1. Dmitry Chestnykh
  2. PyBayesAntispam

Source

PyBayesAntispam /

Filename Size Date modified Message
7.4 KB
7.2 KB
4.4 KB
-*- markdown -*-

PyBayesAntispam
===============

Simple Bayesian spam rating in Python that is easy to use, small, contained in a single file, and doesn't require any external modules.

Author: Dmitry Chestnykh, [Coding Robots](http://www.codingrobots.com)

License: MIT (see bayes.py)


Example usage
-------------

### Creating and destroying Storage and Bayes objects

With data output to file "bayes.dat":

	import bayes
	
	storage = bayes.Storage("bayes.dat", 10)
	try:
	    storage.load()
	except IOError:
	    pass  # don't fail if bayes.dat doesn't exist, it will be created

	bayes = bayes.Bayes(storage)

Train and/or check for spam (described below). After you're done (e.g. before exiting from script) call:
	
	storage.finish()
	
to save changes (they'll be saved only if needed).

#### Explanation

First, you create a *Storage* object with the following arguments:
		
*filename* 

Path to data file where probabilities of tokens are stored.

*min_save_count* (default 5)

How many trainings should be performed before saving data to file. This is needed purely for performance reasons. Since probability data can contain hundreds of thousands tokens (saving half a million tokens takes a few seconds on my MacBook Air), it would be unwise to save this data after every train operation. If you set *min_save_count* to 10, data will be written out to file every 10 train operations.

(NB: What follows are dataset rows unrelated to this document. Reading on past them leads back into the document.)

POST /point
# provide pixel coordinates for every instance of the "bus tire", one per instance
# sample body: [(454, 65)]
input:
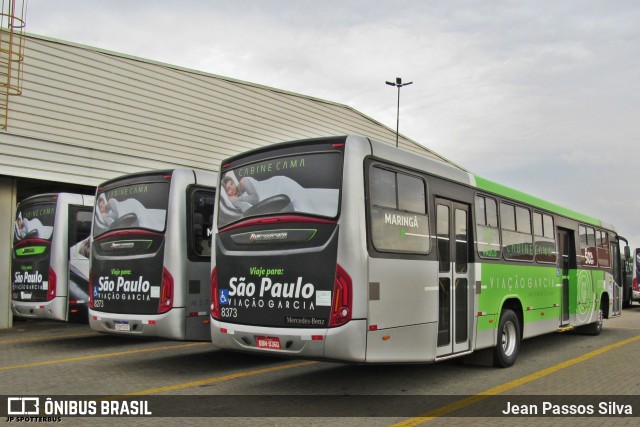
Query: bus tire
[(596, 327), (506, 351)]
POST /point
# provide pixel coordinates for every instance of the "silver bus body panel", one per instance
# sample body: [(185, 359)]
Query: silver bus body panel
[(346, 343)]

Next, you create a *Bayes* object with your *Storage* object as argument. The separation of storage is here to improve performance of web applications (and to enable using of other storages). For example, if you create your storage before interacting with FastCGI server, and share it with all *Bayes* instances, your web app will only load data on startup, not on every visit of a page. **Note, however, that currently *Storage* is not thread-safe**, so don't share a single *Storage* object between instances of *Bayes* in multiple threads.

Then you perform your training or checking for spam operations.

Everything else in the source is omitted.